Reporting concerns about sexual abuse can potentially save a child's life.
Avenues for Reporting Suspected Abuse
Individuals can report their suspicions in several ways. The ideal way to make a report depends on where and how the alleged abuse is happening. Calling 800-4-A-Child connects you with the Childhelp National Abuse Hotline. Once there, a Childhelp representative can connect you with the state child protective services agency, where you can file a report. The state-level agency will then investigate the case with aid from local law enforcement.
A concerned adult can also report suspicions to local law enforcement or directly to the FBI, depending on the circumstances involved in the alleged abuse. Suspicions of internet-based child sexual abuse, like hosting child pornography websites, should be directed to the FBI. Suspicions of a local adult who may be grooming and engaging in sexual contact with children should be reported to the local police.

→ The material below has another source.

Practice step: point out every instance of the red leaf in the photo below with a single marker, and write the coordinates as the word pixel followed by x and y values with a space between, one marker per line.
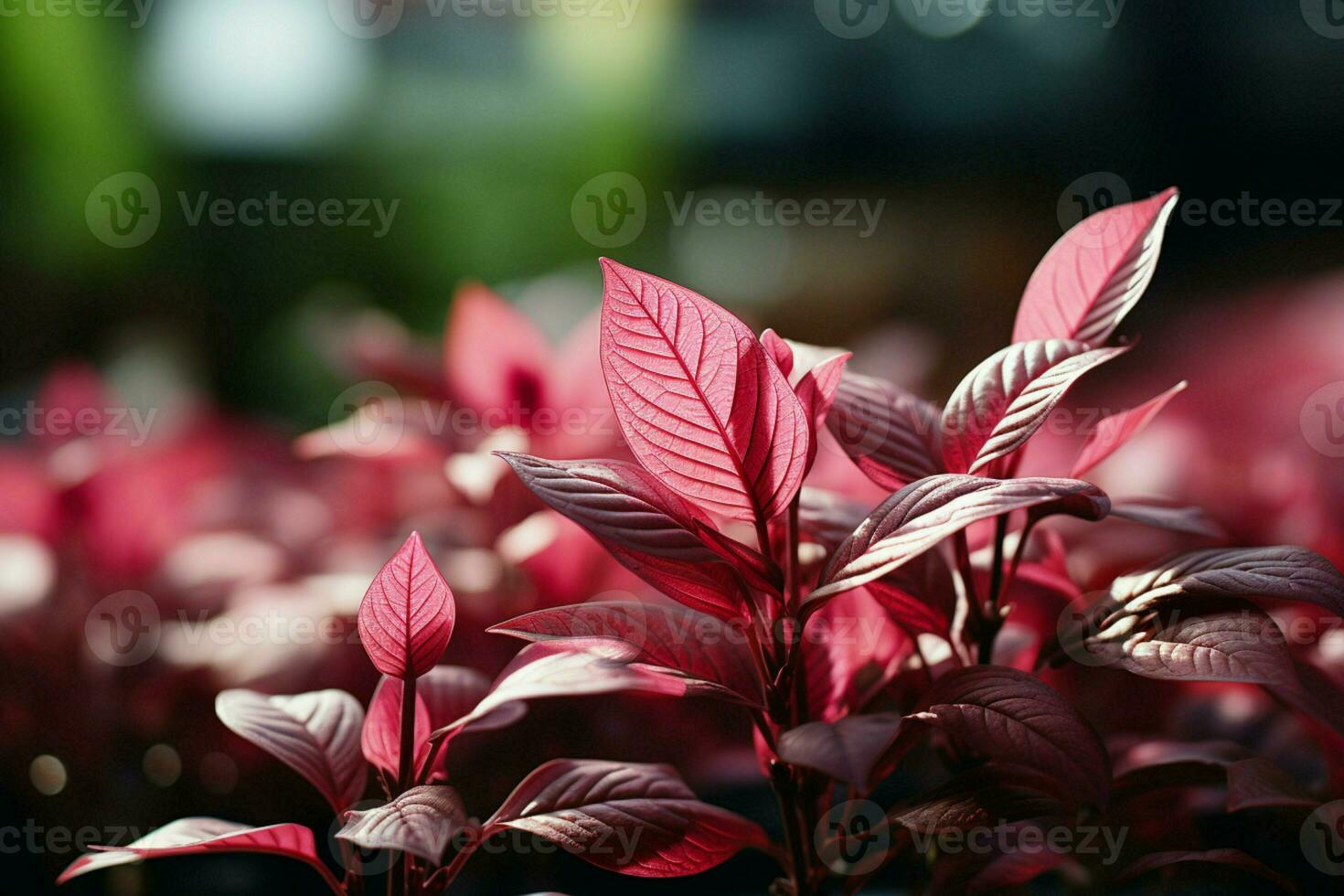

Additionally, you can report suspected online pedophile activity to the social network platform where it is happening. For example, a Facebook user can report a suspicious post or image to Facebook. By doing this, he is creating an online "paper" trail that can help law enforcement investigate the claim, and if the investigation leads to an arrest, prosecute the alleged abuser.
Many people choose to make their reports anonymously out of concern for their own well-being. Law enforcement and state agencies respect the reporters' desire for privacy and concern for their own safety.
Understanding the Mandated Reporter's Role
Individuals in certain positions are known as mandated reporters – people who are legally required to report any child abuse suspicions they have to law enforcement and/or to child protective services. Individuals who are considered mandated reporters vary from state to state. Usually, they are in positions where the person works regularly with children, like:
- Children’s librarians.
- Police officers.
- Clergy members.
- Medical professionals.
- Social services employees.
Reporting Suspected Sexual Abuse
Anybody can report their suspicions to authorities, not just mandated reporters. Reports of suspected sexual abuse should include as much information as possible, including the names of the parties involved, the location where the alleged abuse has occurred or is currently occurring, whether the reporter believes the child is in immediate danger, the signs that led the reporter to believe the child is being abused and contact information for the child’s parent or legal guardian.
Reports of suspected child abuse must be made in good faith. This means that the reporter does not need to provide evidence to prove the child is being abused, but she should reasonably believe that her report is true, or at least likely to be true. In her report, the reporter may also include information about any previous attempts she or other adults have made to intervene and protect the child.